Once the graph is populated:
- `suggest_connections` returns memories that share entities with an anchor memory (was always empty before).
- `entity_graph_density` returns real numbers (count of distinct entities and edges per profile).
- The `spread_entity_activation_memories` RPC walks the bipartite memory/entity graph for context-rich retrieval.
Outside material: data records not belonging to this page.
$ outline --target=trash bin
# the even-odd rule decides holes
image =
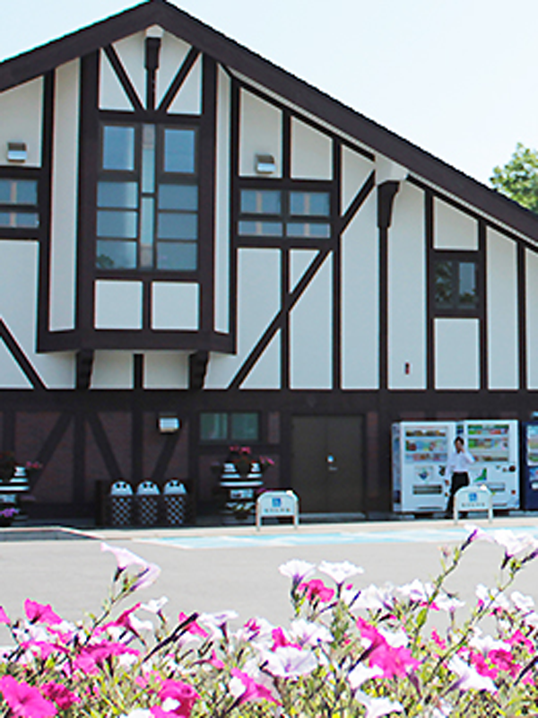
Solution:
[[[170,478],[162,491],[164,513],[169,526],[182,526],[187,518],[187,489],[178,478]]]
[[[159,486],[149,478],[136,486],[136,513],[141,526],[155,526],[159,521],[160,495]]]
[[[123,479],[110,486],[110,523],[112,526],[133,523],[133,486]]]

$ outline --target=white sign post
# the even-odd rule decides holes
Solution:
[[[454,499],[455,523],[463,511],[487,511],[488,521],[493,521],[493,496],[487,486],[464,486],[456,491]]]
[[[265,491],[256,503],[256,530],[260,530],[264,518],[291,516],[295,529],[299,526],[299,497],[292,491]]]

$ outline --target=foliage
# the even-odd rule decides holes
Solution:
[[[477,587],[476,605],[458,621],[463,604],[445,582],[477,540],[502,547],[499,582]],[[236,631],[230,611],[180,613],[172,626],[164,598],[120,611],[159,568],[125,548],[102,548],[117,568],[98,616],[70,624],[26,600],[25,619],[13,621],[0,608],[13,639],[0,661],[6,718],[536,714],[538,613],[531,598],[509,593],[538,556],[531,536],[471,527],[462,545],[442,550],[433,582],[400,587],[357,588],[362,569],[347,561],[289,561],[280,568],[291,579],[289,627],[256,618]],[[446,617],[441,633],[434,612]],[[493,635],[480,627],[486,617]]]
[[[518,202],[524,207],[538,212],[538,152],[525,147],[520,142],[510,161],[503,167],[493,168],[490,178],[493,188]]]

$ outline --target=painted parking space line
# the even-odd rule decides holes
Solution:
[[[485,531],[496,530],[484,529]],[[511,527],[514,533],[530,533],[538,538],[538,527]],[[260,533],[253,535],[155,537],[141,538],[143,543],[159,544],[185,550],[204,548],[256,548],[286,547],[296,546],[316,546],[332,544],[376,544],[376,543],[453,543],[463,541],[469,531],[464,526],[438,529],[404,529],[381,531],[336,531],[319,533]]]

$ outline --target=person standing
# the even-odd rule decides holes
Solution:
[[[454,440],[454,449],[447,464],[447,473],[450,478],[450,494],[447,504],[447,518],[452,518],[454,512],[454,496],[456,492],[469,484],[469,467],[474,463],[473,457],[465,449],[465,444],[461,436]]]

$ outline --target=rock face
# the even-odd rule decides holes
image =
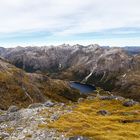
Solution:
[[[0,87],[0,109],[3,110],[11,105],[27,107],[29,104],[46,102],[48,99],[68,102],[77,101],[81,97],[80,93],[71,89],[65,81],[53,80],[43,74],[26,73],[2,58]],[[9,112],[17,110],[16,106],[9,108]]]
[[[47,73],[53,78],[94,84],[140,98],[140,56],[118,47],[60,45],[0,48],[0,55],[27,72]]]

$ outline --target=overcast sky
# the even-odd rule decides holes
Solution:
[[[0,0],[0,46],[140,46],[140,0]]]

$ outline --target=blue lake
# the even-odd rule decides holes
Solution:
[[[70,87],[79,90],[83,94],[91,93],[96,90],[95,86],[79,82],[70,82]]]

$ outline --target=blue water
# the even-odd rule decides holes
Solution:
[[[88,85],[88,84],[82,84],[78,82],[70,82],[70,87],[78,89],[81,93],[91,93],[96,90],[95,86]]]

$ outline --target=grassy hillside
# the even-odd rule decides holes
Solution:
[[[42,74],[29,74],[0,59],[0,108],[10,105],[26,107],[48,98],[67,102],[80,97],[78,91],[70,89],[65,81],[52,80]]]
[[[96,98],[74,106],[71,113],[62,115],[49,127],[67,136],[80,135],[93,140],[139,140],[140,124],[131,121],[140,120],[140,105],[124,107],[121,101]],[[97,113],[100,110],[110,114],[100,115]],[[130,123],[123,123],[127,120]]]

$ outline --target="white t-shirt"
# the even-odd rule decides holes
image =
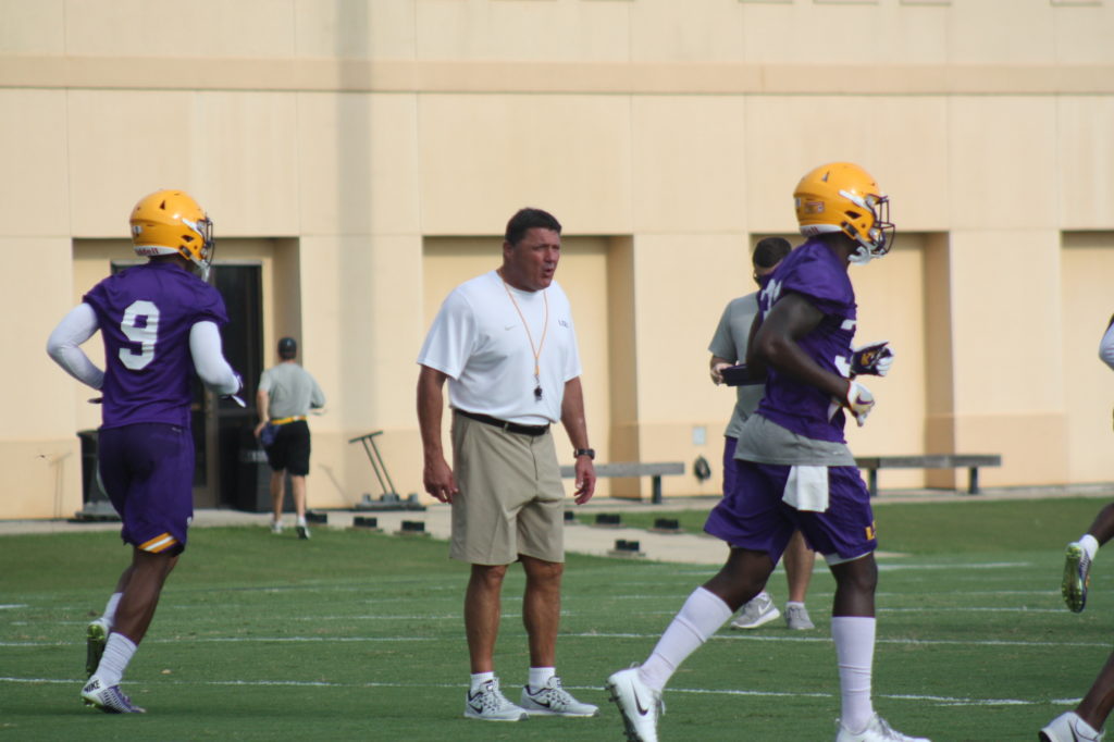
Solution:
[[[495,271],[466,281],[441,304],[418,363],[449,377],[453,409],[528,426],[557,422],[565,382],[580,375],[568,296],[556,281],[519,291]],[[534,393],[539,385],[541,399]]]

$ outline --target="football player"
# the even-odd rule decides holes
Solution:
[[[808,240],[759,295],[746,365],[765,371],[765,396],[739,435],[735,487],[704,526],[731,551],[719,574],[688,596],[649,657],[607,678],[631,740],[657,740],[666,682],[763,589],[799,529],[836,578],[837,742],[926,742],[893,730],[871,702],[877,541],[870,494],[843,437],[847,416],[861,426],[874,404],[856,374],[879,373],[890,358],[878,344],[869,353],[853,348],[857,307],[848,275],[850,263],[882,257],[892,246],[888,199],[850,163],[813,169],[793,195]]]
[[[131,564],[105,614],[87,628],[89,678],[81,697],[107,713],[144,712],[120,691],[120,678],[186,548],[193,371],[218,394],[241,388],[221,346],[218,325],[228,321],[224,300],[204,280],[213,262],[213,223],[180,191],[141,198],[130,222],[135,253],[147,263],[94,286],[47,342],[62,369],[102,392],[95,400],[101,402],[98,469],[123,521],[120,536],[131,545]],[[80,348],[98,330],[104,370]]]

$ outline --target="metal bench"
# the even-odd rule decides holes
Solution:
[[[651,498],[655,505],[662,502],[662,477],[665,475],[684,473],[684,461],[664,461],[658,463],[639,463],[638,461],[620,461],[616,463],[597,463],[596,477],[649,477]],[[575,477],[576,468],[565,466],[560,468],[560,476],[565,478]]]
[[[878,495],[879,469],[967,469],[967,491],[978,495],[978,468],[1000,467],[997,453],[928,453],[926,456],[857,456],[854,463],[867,469],[870,496]]]

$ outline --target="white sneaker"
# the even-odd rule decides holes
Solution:
[[[662,694],[638,677],[638,665],[614,673],[606,687],[623,714],[627,742],[657,742],[657,717],[665,713],[665,704]]]
[[[529,714],[521,706],[516,706],[507,700],[499,690],[499,678],[495,677],[480,685],[480,690],[476,693],[468,691],[465,716],[483,721],[522,721]]]
[[[803,605],[785,605],[785,625],[798,632],[817,627],[809,618],[809,609]]]
[[[837,725],[839,733],[836,735],[836,742],[932,742],[928,738],[902,734],[887,724],[877,713],[870,717],[867,729],[861,732],[852,732],[840,722],[837,722]]]
[[[90,677],[89,682],[81,689],[81,699],[86,705],[97,706],[106,714],[147,713],[146,709],[140,709],[131,703],[131,699],[120,692],[119,685],[106,687],[97,675]]]
[[[1079,729],[1079,724],[1083,720],[1079,719],[1079,714],[1074,711],[1068,711],[1056,716],[1052,722],[1040,730],[1040,742],[1101,742],[1104,733],[1100,732],[1098,736],[1088,736],[1083,730]]]
[[[739,618],[731,622],[732,628],[758,628],[769,624],[781,615],[781,611],[773,604],[773,598],[765,590],[751,598],[750,603],[743,606]]]
[[[531,690],[529,685],[524,687],[518,705],[531,716],[595,716],[599,713],[599,706],[574,699],[571,693],[561,687],[560,678],[556,675],[537,690]]]

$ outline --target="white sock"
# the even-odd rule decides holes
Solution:
[[[874,715],[870,673],[874,661],[874,627],[870,616],[832,616],[832,638],[839,665],[840,723],[861,732]]]
[[[1081,716],[1079,714],[1075,714],[1075,719],[1073,719],[1072,721],[1074,722],[1072,726],[1075,728],[1076,734],[1082,734],[1083,738],[1087,740],[1098,739],[1098,730],[1093,728],[1087,722],[1083,721],[1083,716]]]
[[[731,618],[732,611],[714,593],[697,587],[638,668],[642,681],[661,692],[685,658]]]
[[[557,674],[555,667],[530,667],[530,677],[526,684],[537,690],[549,682],[549,678]]]
[[[124,593],[113,593],[111,597],[108,598],[108,604],[105,606],[104,615],[100,616],[108,624],[108,628],[116,625],[116,606],[120,604],[121,597],[124,597]]]
[[[105,644],[105,654],[101,655],[100,664],[97,665],[97,672],[94,674],[100,677],[100,682],[106,687],[119,685],[120,678],[124,677],[124,671],[128,668],[128,663],[131,662],[136,648],[135,642],[124,634],[109,634],[108,643]]]
[[[475,693],[476,691],[480,690],[480,686],[483,685],[483,683],[488,682],[489,680],[495,680],[495,673],[494,672],[490,672],[490,673],[472,673],[472,686],[471,686],[470,691],[472,693]]]

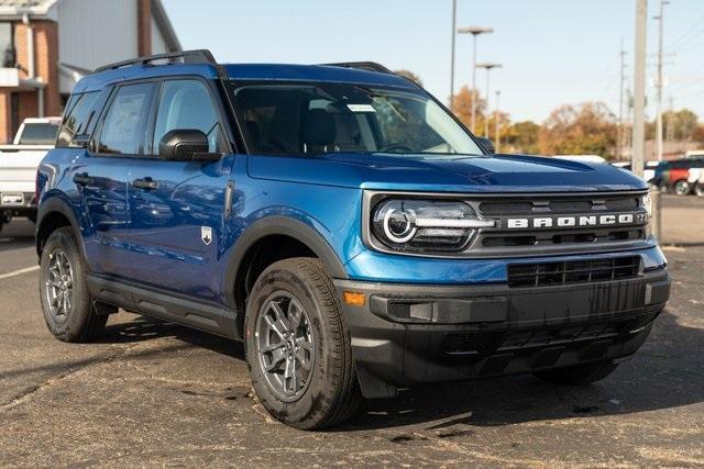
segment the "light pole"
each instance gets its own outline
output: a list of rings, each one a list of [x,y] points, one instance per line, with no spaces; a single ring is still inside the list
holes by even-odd
[[[486,118],[484,119],[484,136],[488,138],[488,119],[490,119],[488,102],[491,97],[490,75],[493,68],[501,68],[502,64],[495,64],[493,62],[484,62],[482,64],[476,64],[476,67],[486,69]],[[474,100],[472,100],[472,102],[474,102]]]
[[[658,97],[656,105],[657,109],[657,118],[656,118],[656,153],[658,155],[658,161],[662,161],[662,23],[664,20],[664,5],[670,3],[667,0],[660,0],[660,14],[654,16],[654,20],[658,20],[659,23],[659,35],[658,35],[658,78],[657,78],[657,90]]]
[[[472,132],[474,132],[474,124],[476,123],[476,36],[480,34],[491,34],[494,32],[493,27],[484,27],[484,26],[468,26],[460,27],[458,30],[459,34],[472,34],[472,119],[470,120],[470,126],[472,127]]]
[[[450,60],[450,111],[454,111],[454,36],[458,27],[458,0],[452,0],[452,58]]]
[[[494,137],[494,149],[496,153],[499,153],[499,147],[502,145],[502,136],[501,136],[501,114],[499,114],[499,99],[502,97],[502,92],[496,90],[496,109],[494,110],[494,131],[496,136]]]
MCP tool: `backfill_entities(profile=None, batch_size=200)`.
## Skills
Ogham ships with three workflow skills in `skills/` that wire up common MCP tool chains. Install them in Claude Code, Cursor, or any client that supports skills.
| Skill | Triggers on | What it does |
|-------|-------------|-------------|
| `ogham-research` | "remember this", "store this finding", "save what we learned" | Checks for duplicates via hybrid_search before storing. Auto-tags with a consistent scheme (`type:decision`, `type:gotcha`, etc.). Uses `store_decision` for architectural choices. |
| `ogham-recall` | "what do I know about X", "find related", "context for this project" | Chains hybrid_search, find_related, and explore_knowledge to surface connections. Bootstraps session context at project start. |
| `ogham-maintain` | "memory stats", "clean up my memory", "export my brain" | Runs health_check, get_stats, cleanup_expired, re_embed_all, link_unlinked. Warns before irreversible operations. |
Skills call existing MCP tools -- they don't replace them. The MCP server must be connected for skills to work.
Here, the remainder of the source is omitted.